A plurality of holes 4 are provided at the center of the suction portion 3 and the bottom of the groove 5 around the suction portion 3. The holes 4 communicate with the vacuum line 14 provided in the holding table 1. The vacuum line 14 is connected to a pressure reducer (not shown).

FIG. 3 is an enlarged view showing part B of FIG. 1 (b). On the surface of the retainer 6, fine diamond grains 7
However, many are embedded with metal bonds such as cast iron.
When the wafer 8 is placed on the suction portion 3, the difference between the upper surface of the wafer 8 and the upper surface of the retainer 6 is 0.2 mm or less. The inner diameter of the retainer 6 is larger than the outer diameter of the wafer 8 by 0.5 to 3 mm.

The wafer 8 is mounted on the holding table 1 constructed as described above.
And the vacuum line 14 is evacuated, the wafer 8 is vacuum-sucked by the suction unit 3. Then, the wafer 8 is polished by the rotating polishing pad 10. Then, the polishing pad 10 contacts the wafer 8 and the retainer 6 in which the diamond grains 7 are embedded. Therefore, at the same time when the polishing pad 10 polishes the wafer 8, the polishing pad 10 is seasoned with the diamond grains 7. As a result, the surface of the polishing pad 10 is constantly regenerated during polishing, so that the progress of clogging of the polishing pad 10 can be significantly delayed. Further, since the diamond grains 7 are embedded in the surface of the retainer 6, it is possible to prevent the retainer 6 from being polished and consumed by the polishing pad 10. The retainer 6 is replaced regularly.

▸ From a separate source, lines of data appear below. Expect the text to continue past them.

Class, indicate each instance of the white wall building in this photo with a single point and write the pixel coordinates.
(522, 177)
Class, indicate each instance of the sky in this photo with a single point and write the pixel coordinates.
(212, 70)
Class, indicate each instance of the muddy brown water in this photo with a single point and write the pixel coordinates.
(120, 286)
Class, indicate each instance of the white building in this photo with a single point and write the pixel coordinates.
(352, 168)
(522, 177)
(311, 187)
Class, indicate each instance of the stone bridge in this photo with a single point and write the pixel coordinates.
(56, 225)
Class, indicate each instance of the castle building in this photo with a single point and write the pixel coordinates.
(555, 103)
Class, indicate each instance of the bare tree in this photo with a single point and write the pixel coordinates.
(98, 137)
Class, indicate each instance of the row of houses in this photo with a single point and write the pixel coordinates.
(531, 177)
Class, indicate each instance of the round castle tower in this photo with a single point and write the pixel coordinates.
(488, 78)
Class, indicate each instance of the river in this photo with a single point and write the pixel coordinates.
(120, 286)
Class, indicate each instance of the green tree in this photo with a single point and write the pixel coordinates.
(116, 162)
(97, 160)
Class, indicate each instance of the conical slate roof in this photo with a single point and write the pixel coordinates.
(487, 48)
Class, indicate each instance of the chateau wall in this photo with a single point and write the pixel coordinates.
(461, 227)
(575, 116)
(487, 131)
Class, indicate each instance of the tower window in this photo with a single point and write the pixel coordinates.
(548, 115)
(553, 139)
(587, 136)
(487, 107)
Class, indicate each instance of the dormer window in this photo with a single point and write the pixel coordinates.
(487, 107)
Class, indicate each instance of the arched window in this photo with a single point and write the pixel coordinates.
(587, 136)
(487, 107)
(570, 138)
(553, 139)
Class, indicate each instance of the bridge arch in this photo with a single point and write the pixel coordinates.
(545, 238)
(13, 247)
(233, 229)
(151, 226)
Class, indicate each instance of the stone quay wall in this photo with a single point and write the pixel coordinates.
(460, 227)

Also, instead of diamond grains 7, Si
The same effect can be obtained by using ceramic grains such as C and SiN.

FIG. 4 is a graph showing changes with time in polishing rate in the wafer holder of the present invention and the conventional wafer holder shown in FIG. The vertical axis shows the polishing rate at the start of polishing as 1
And the polishing time is plotted on the horizontal axis. As is apparent from FIG. 4, the polishing rate is gradually decreased in the conventional wafer holder, whereas in the wafer holder of the present invention, the polishing rate is almost decreased even after about 5 hours have elapsed from the start of polishing. I haven't.

Further, as shown in Table 1, the retainer loss in the conventional wafer holder shown in FIG. 1 was 2 μm / h, whereas in the wafer holder of the present invention it was 0.2 μm / h, which was 1 μm / h.
It is / 10. Further, the life of the retainer is about 100 hours with the conventional wafer holder and about 1000 hours with the wafer holder of the present invention. As described above, the life of the retainer of the present invention is about 10 times longer, and the number of times of replacement of the retainer 6 can be reduced.

[0021]

[Table 1]

Example 2. FIG. 5 is a schematic vertical cross-sectional view showing a wafer holder in Example 2 of the present invention together with a wafer and a polishing pad. In this embodiment, the retainer 6 is replaced with a hard resin such as Teflon, acrylic, urethane, etc., and hairs (or needles) having a length of 1 to 10 mm and a thickness of 0.3 to 5 mm are densely spread at equal intervals. Brush retainer
I'm using 11. The retainer 11 is attached to the above-mentioned lacking portion of the peripheral edge of the holding table 1 via an elastic body 12. FIG. 6 is an enlarged view showing part C of FIG. The tips of the retainers 11 may be spherical or pointed. Further, the retainer 11 is preferably made of a material that does not swell with a slurry (abrasive material). Other configurations are the same as those shown in FIG. 1, and the same reference numerals are given and description thereof is omitted.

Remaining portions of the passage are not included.